I love technology and all it brings us, but I find browsing in a good bookstore often more helpful than Amazon's recommendations or GoodReads or what have you. And the best part is, no one knows what I'm searching for - it's not stored forever in a database of my "preferences". (Yes, I know that bookstores save data on books that I buy, but Amazon et al track every click regardless of purchase)

3 comments

The big win from ai won't be self driving cars, it will be scaleable curation. Google search was amazing, but it's kind of fast food information. Getting high quality information and the halo of related concepts, like you find in a cool library will be another information revolution. Current search raises the lower bound, future search raises the upper bound.
I concur with this - Amazon or other mainstream retailers are great if you know what you're after, and Amazon's recommendation engine is not bad.
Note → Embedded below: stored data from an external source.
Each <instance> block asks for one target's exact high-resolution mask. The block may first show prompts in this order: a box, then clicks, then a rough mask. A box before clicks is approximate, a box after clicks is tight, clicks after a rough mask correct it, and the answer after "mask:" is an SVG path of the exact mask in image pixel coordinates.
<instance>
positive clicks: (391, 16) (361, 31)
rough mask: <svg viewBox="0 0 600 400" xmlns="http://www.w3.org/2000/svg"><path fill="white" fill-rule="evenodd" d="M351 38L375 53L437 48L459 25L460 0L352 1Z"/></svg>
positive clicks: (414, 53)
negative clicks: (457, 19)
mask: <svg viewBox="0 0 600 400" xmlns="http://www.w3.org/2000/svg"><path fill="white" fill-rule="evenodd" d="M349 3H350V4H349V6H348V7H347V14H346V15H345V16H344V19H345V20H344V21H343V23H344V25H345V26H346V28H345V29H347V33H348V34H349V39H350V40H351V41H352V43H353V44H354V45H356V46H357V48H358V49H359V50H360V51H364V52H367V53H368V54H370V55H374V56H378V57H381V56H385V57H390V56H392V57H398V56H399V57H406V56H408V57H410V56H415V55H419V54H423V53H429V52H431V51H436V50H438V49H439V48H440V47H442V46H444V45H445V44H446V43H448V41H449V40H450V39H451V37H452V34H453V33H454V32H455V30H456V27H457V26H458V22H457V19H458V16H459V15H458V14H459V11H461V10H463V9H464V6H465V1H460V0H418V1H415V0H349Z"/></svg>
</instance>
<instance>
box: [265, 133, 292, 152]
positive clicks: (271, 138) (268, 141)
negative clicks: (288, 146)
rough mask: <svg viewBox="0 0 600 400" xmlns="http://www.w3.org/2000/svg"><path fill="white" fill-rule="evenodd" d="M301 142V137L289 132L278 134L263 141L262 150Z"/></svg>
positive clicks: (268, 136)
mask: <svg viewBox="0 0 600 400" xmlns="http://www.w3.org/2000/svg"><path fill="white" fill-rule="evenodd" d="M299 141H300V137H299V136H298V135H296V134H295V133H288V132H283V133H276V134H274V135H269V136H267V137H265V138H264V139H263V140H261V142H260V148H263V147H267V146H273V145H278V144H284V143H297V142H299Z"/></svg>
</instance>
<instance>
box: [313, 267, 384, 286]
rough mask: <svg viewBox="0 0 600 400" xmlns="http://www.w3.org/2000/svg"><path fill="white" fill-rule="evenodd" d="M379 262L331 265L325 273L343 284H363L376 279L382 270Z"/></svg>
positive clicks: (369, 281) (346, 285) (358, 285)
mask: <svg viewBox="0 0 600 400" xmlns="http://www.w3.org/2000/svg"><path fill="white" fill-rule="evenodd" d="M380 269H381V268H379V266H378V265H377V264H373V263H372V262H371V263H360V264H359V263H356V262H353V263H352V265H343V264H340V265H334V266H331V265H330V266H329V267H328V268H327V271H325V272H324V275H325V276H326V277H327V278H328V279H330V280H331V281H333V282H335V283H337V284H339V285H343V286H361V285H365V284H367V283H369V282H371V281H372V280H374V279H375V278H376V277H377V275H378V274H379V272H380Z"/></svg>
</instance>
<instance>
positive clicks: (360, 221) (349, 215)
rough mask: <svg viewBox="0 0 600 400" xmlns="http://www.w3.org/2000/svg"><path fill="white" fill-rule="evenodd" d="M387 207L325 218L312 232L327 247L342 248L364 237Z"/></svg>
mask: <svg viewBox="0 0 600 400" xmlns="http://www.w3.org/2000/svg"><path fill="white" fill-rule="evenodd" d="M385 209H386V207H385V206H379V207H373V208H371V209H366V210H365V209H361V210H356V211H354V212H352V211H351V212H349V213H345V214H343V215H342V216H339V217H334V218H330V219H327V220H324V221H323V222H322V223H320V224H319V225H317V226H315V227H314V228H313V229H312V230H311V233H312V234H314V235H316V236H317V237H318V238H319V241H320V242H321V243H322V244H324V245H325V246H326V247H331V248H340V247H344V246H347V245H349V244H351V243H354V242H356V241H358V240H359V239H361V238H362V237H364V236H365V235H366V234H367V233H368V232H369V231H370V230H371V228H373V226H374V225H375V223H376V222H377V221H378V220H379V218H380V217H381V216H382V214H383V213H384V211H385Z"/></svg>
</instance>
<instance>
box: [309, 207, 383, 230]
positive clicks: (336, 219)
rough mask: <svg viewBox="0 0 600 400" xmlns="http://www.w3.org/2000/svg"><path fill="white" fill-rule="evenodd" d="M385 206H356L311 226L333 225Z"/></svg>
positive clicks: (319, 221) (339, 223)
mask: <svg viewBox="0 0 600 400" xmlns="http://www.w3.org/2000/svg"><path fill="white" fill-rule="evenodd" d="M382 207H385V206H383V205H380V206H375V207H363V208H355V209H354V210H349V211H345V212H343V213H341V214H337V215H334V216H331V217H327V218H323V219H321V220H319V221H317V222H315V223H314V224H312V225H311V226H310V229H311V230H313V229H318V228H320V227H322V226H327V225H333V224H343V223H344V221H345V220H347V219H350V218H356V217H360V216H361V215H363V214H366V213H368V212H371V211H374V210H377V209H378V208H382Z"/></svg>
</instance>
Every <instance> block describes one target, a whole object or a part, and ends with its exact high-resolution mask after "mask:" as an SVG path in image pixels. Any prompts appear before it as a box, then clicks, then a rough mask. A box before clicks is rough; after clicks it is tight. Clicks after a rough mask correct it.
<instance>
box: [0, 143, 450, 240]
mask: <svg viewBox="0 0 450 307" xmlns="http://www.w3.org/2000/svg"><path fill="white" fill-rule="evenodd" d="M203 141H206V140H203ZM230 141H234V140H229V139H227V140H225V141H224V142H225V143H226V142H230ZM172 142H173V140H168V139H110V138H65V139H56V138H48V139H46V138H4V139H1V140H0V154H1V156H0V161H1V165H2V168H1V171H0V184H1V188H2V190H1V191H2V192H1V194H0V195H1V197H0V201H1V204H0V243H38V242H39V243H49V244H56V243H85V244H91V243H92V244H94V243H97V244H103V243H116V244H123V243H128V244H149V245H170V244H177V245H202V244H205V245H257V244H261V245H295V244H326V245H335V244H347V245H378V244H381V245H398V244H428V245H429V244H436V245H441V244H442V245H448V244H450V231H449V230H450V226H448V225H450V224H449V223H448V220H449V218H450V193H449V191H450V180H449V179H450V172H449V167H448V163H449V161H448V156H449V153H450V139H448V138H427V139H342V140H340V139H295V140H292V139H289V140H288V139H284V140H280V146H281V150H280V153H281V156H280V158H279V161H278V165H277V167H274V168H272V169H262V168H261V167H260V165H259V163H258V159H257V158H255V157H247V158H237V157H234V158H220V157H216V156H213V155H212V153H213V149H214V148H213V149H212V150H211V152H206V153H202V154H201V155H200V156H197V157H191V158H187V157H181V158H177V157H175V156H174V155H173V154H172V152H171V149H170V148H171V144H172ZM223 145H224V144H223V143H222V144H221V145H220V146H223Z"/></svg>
But many of my most valuable literary or intellectual discoveries have come from aimless browsing, where I was in search of something interesting to read but with little advance conception of what. I bought Godel, Escher, Bach with no awareness of what it was about because I'd noticed it lurking in several window displays and one day found a copy that had been misplaced in the sci-fi section. I figure that if a book is following you around you should probably read it, an attitude that has served me well so far.
A huge advantage of libraries in general is that they are a curated collection of books on every topic. Typically the quality you get on any topic will be higher than the average new book.

Sometimes you can just walk through the library looking for something to read.

That's a good point. Though there's no reason a computerized system couldn't do that, most of them just don't. Also I don't think electronic catalogs replace human recommendations, just the card system.
With a card catalog, the fact that the system does not do that is obvious to the user.